More than 25,000 nervous system disturbances have been reported, together with 17,000 musculoskeletal and connective tissue disorders and 14,000 gastrointestinal disorders. A range of Several autoimmune conditions have been reported together with some peculiar diseases, including 270 “Spontaneous abortions”, and accidents of herpes, epilepsy, heart failure and blows, among thousands of others.
These side effects were previously known, and have all been logged on the Centers for Disease Control and Prevention’s Vaccine Adverse Event Reporting System (VAERS) database, which as of Sunday has tracked 3,300 deaths following vaccination with Pfizer’s vaccine, a figure broadly in keeping with the company’s own data.
Critics say that some of these deaths cannot be conclusively linked to vaccination, while others argue that the true number of deaths and adverse effects is underreported.
Critically, Pfizer’s documents were used by the FDA to declare the company’s jab safe, which it did for Americans aged 16 and older in August. It has since been approved for children as young as five, and booster doses for people aged 16 and up were approved last week.

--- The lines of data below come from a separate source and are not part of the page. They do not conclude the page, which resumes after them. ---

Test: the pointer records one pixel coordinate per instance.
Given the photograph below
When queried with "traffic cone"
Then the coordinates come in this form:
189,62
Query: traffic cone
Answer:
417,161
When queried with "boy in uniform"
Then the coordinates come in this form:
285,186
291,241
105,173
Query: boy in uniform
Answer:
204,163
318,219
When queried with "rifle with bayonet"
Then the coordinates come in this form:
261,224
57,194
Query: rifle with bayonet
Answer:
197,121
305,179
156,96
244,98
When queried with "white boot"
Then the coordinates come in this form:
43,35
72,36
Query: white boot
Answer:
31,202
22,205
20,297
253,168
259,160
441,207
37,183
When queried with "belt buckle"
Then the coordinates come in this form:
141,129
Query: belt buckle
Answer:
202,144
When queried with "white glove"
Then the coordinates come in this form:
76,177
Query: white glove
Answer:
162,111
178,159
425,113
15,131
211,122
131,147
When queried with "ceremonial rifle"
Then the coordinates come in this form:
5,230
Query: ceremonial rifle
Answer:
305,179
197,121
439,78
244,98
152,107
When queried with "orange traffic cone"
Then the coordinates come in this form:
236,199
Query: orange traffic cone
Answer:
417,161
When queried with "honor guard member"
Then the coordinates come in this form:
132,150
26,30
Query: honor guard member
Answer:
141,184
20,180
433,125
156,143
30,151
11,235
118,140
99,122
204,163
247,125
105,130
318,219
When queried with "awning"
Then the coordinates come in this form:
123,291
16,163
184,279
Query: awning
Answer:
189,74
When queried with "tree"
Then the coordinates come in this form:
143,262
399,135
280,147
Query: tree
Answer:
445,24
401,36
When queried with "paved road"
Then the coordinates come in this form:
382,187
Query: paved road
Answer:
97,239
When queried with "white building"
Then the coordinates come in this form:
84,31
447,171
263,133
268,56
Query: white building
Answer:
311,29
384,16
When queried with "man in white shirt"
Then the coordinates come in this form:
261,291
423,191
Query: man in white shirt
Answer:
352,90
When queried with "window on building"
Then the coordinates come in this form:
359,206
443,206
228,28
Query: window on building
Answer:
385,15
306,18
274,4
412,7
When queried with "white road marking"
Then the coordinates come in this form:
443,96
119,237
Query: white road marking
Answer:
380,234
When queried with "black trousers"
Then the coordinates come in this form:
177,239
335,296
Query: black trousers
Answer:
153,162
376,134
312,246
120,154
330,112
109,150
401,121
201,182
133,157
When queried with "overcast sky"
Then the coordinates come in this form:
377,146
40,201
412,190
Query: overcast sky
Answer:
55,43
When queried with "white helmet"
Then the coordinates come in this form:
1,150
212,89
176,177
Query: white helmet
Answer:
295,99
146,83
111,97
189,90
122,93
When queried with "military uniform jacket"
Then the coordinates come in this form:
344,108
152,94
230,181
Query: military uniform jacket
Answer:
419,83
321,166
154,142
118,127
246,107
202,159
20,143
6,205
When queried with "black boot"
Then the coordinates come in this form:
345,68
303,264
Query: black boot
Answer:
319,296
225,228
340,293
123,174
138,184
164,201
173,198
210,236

The FDA says it may take until 2096 to release all 451,000 pages it used to approve Pfizer’s vaccine.
In the face of the more transmissible and apparently more vaccine-resistant Omicron strain of the coronavirus, the US government has continued to tout vaccination as key to defeating COVID-19. So too has Pfizer CEO Albert Bourla, who said on Wednesday that a fourth shot of his company’s vaccine may be needed to keep immunity levels up.
With one South African study showing Pfizer’s vaccine up to 40 times less effective against Omicron than previous variants, the company says it could have an Omicron-specific vaccine on the market by March 2022.